BP Plc and RWE AG changed the terms of two natural-gas production contracts in Egypt, ending a requirement that the government invest in developing offshore fields, the companies and Oil Ministry said.
BP and RWE’s oil and gas unit RWE Dea said they will pay royalties to Egypt’s government under revised terms for the North Alexandria and West Mediterranean Deepwater concessions. Egypt has the third-largest gas reserves in Africa after Algeria and Nigeria, with 77.3 trillion cubic feet at the end of 2009, according to London-based BP.
Production at the two fields is forecast to reach 1 billion cubic feet per day, with first gas expected in 2014, BP said in an e-mailed statement. RWE Dea, based in Hamburg, said in a separate statement that it will invest $3.6 billion in developing the fields in the West Nile Delta, 40 kilometers (25 miles) off Egypt.
“We used to have a production sharing agreement that said the state should invest,” RWE Dea Chief Executive Officer Thomas Rappuhn said in an interview in Cairo. “This has been changed. We pay royalties for what we have invested and produced,” he said, offering no details about the planned payments.
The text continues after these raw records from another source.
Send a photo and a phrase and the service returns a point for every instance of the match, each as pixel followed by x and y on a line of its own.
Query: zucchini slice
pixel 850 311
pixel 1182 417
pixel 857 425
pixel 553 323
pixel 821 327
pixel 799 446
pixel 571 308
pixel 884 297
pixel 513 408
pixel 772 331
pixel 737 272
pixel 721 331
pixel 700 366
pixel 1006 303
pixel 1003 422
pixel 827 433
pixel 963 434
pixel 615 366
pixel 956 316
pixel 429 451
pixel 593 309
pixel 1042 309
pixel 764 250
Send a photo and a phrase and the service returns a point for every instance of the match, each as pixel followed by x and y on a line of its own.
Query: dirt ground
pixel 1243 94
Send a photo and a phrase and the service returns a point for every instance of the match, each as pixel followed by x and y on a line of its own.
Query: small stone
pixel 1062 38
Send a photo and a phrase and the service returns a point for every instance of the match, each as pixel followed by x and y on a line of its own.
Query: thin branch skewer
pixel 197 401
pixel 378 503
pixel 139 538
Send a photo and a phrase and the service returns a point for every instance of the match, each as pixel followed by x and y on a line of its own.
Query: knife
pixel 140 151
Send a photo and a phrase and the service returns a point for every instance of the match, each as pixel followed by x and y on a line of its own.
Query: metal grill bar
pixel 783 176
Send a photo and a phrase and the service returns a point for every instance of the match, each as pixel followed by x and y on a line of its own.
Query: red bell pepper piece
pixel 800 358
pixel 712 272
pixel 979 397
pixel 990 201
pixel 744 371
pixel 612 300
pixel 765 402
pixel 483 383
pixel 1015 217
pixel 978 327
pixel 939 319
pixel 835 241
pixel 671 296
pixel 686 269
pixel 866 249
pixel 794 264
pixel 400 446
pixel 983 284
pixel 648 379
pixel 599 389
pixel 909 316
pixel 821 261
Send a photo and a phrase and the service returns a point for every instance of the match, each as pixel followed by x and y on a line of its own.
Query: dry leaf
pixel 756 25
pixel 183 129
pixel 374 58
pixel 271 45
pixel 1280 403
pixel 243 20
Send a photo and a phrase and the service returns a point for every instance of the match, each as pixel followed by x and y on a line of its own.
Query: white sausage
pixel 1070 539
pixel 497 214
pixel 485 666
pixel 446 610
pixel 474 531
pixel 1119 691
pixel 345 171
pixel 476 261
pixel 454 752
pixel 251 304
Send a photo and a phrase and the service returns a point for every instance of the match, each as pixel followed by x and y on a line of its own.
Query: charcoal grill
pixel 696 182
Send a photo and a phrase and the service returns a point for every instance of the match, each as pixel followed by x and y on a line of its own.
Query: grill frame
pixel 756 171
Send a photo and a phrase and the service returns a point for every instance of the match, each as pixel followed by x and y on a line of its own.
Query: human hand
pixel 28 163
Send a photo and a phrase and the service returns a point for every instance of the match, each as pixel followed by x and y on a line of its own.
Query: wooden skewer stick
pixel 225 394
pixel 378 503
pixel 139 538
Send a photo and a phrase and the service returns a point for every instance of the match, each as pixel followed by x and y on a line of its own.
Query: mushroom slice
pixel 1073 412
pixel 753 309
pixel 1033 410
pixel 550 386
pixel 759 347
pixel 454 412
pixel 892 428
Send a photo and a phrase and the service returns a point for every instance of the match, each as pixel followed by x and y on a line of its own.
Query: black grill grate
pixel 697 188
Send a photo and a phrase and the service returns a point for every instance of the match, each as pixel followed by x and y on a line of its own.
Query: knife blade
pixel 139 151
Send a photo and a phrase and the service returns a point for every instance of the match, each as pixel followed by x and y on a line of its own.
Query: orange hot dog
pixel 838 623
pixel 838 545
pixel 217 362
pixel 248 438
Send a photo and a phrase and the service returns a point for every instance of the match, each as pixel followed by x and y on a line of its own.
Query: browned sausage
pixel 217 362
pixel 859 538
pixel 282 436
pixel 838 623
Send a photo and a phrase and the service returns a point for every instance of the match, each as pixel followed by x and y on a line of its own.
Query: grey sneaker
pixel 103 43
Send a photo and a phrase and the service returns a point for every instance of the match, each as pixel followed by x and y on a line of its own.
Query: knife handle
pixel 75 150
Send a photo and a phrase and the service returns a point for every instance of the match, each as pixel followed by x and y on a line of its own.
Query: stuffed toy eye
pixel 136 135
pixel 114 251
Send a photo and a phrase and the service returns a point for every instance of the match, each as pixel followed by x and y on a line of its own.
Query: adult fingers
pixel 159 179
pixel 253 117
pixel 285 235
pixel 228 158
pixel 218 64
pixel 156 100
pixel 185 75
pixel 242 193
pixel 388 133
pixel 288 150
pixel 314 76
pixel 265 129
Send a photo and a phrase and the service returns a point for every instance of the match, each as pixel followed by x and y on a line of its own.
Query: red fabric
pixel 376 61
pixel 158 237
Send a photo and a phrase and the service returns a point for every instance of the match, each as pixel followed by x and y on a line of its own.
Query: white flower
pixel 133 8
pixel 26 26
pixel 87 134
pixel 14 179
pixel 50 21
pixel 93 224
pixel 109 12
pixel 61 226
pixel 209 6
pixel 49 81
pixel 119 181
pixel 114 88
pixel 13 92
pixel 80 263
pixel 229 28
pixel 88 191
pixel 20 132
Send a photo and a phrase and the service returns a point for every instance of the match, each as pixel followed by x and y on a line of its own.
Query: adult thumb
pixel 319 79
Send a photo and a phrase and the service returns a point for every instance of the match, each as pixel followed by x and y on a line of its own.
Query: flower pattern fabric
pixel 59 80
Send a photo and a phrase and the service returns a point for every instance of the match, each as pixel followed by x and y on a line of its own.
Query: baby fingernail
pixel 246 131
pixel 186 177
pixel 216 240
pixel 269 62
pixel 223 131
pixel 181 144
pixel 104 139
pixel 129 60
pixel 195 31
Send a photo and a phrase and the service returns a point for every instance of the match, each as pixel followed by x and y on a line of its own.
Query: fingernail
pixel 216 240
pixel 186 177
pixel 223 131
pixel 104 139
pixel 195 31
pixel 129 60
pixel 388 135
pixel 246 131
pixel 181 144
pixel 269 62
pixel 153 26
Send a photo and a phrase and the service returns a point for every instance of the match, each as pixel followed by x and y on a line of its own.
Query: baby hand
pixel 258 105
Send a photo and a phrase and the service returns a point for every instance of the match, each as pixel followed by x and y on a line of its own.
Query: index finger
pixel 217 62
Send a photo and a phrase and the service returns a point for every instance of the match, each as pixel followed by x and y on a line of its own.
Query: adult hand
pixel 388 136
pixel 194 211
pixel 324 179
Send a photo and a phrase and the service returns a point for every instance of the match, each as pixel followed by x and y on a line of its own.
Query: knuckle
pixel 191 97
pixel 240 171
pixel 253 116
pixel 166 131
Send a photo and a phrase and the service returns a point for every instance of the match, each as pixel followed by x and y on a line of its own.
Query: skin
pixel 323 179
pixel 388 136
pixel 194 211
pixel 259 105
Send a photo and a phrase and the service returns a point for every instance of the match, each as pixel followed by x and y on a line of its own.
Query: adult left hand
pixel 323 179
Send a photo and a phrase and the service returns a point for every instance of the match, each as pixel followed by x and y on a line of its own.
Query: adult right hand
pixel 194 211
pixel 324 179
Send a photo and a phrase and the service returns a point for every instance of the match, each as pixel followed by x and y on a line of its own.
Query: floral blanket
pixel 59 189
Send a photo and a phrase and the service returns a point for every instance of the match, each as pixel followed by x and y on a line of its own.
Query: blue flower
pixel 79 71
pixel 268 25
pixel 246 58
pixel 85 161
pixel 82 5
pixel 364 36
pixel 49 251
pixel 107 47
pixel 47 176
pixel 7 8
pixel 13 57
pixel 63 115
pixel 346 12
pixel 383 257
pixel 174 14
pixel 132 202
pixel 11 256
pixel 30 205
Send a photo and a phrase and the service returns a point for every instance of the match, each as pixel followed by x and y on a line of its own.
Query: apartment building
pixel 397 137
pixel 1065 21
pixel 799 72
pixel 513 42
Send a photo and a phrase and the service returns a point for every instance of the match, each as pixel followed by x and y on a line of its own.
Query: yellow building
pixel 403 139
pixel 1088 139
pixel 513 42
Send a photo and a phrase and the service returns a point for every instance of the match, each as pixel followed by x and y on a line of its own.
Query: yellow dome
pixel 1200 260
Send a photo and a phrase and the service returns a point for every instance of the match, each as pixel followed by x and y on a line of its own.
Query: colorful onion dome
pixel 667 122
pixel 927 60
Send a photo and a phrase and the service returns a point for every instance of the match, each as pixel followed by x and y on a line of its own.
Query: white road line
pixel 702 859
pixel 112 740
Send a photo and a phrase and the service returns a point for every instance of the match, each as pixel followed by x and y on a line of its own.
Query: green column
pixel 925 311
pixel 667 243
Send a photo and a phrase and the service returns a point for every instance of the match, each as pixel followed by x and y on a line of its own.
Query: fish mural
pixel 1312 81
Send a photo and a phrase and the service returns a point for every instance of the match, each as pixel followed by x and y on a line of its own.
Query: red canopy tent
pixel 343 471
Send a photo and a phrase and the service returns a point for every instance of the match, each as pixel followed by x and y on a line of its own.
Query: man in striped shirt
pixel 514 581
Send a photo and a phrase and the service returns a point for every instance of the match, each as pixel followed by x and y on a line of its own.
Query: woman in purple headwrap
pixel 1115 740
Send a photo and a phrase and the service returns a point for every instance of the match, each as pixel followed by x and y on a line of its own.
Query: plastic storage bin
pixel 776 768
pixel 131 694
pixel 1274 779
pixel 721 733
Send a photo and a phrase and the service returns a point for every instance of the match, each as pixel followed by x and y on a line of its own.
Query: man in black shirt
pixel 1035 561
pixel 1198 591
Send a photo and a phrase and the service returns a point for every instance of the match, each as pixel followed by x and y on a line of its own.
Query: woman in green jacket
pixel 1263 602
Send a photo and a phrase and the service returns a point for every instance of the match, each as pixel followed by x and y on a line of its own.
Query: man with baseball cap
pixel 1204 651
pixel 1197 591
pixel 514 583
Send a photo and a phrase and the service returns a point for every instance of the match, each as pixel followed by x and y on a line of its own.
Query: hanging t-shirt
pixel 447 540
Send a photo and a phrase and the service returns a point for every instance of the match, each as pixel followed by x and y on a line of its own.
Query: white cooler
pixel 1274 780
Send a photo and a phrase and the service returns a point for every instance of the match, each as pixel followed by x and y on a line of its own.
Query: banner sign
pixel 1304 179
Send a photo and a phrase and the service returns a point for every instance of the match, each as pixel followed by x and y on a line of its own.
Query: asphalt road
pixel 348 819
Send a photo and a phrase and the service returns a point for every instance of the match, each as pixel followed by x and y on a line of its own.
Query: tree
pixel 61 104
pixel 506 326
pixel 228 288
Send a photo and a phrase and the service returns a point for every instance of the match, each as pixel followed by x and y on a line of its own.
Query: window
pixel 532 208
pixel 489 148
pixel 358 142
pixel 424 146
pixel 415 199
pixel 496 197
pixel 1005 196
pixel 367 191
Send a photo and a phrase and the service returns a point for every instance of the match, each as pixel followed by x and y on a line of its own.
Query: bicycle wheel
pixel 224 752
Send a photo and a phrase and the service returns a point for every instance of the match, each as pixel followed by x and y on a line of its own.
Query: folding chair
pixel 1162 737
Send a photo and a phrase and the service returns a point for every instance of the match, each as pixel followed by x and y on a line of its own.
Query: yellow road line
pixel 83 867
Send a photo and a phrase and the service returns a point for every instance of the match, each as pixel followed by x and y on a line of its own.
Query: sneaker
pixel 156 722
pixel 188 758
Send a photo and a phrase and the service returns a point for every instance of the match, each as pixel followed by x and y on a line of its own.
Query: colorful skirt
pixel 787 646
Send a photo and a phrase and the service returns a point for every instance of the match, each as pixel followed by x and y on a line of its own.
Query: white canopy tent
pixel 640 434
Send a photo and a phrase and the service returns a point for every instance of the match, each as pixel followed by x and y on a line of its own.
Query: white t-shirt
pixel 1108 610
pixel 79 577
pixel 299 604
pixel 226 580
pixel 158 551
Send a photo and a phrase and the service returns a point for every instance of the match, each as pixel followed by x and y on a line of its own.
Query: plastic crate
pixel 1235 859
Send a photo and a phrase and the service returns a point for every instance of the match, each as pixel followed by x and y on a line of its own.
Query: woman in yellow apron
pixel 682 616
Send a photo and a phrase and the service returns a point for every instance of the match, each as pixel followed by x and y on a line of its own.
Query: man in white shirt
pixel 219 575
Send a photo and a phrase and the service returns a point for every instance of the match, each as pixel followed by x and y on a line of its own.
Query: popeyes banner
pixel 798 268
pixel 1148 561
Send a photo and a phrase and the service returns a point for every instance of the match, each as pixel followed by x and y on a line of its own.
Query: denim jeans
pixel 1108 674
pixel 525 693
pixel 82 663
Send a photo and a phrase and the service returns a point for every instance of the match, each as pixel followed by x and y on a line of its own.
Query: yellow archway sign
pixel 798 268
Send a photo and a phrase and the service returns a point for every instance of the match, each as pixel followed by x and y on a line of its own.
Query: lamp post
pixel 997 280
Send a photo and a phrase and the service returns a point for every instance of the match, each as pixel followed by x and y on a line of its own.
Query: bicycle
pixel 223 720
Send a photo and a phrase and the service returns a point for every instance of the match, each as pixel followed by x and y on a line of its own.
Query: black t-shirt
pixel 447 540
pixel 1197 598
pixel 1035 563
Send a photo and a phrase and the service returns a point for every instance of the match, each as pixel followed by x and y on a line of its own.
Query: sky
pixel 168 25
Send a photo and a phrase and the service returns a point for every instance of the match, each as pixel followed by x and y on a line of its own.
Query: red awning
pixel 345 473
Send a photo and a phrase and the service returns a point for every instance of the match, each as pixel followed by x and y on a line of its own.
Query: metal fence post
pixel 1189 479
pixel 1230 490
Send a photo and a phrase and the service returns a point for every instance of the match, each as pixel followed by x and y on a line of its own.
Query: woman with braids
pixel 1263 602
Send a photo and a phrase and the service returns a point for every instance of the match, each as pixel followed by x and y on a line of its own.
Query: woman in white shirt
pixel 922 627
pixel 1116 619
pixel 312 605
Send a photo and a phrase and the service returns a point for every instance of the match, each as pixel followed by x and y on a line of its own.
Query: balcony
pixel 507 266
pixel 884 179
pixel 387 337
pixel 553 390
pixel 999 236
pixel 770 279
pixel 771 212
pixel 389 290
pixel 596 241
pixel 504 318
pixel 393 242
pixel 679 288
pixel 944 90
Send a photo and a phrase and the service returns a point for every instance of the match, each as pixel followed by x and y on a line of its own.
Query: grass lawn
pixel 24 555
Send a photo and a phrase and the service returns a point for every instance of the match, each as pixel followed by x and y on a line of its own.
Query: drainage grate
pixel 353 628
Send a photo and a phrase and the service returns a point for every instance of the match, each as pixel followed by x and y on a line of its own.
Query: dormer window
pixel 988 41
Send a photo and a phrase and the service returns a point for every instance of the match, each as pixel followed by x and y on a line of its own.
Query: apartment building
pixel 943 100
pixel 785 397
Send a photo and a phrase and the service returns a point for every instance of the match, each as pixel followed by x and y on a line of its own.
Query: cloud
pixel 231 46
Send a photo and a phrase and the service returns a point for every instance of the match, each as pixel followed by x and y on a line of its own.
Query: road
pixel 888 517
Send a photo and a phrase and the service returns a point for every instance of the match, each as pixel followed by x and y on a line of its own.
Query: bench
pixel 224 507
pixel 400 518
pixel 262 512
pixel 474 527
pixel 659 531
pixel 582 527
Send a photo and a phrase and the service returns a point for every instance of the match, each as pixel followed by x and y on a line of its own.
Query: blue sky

The Egyptian Oil Ministry said in a statement that both companies will make the investments necessary to develop the gas fields.
“The most important thing about the agreement is that it makes an obligation for the foreign partner to start output at a specific date and produce a certain amount,” Abdel Alim Taha, a senior Oil Ministry official, told reporters.
BP has a 60 percent stake in the North Alexandria concession, with RWE Dea holding the remainder. The British company holds 80 percent of the West Mediterranean Deepwater concession and RWE Dea the rest. BP is the operator at both projects.
RWE AG is Germany’s second-biggest utility by revenue and market capitalization after E.ON AG. BP is Europe’s second- largest oil company by market capitalization behind Royal Dutch Shell Plc.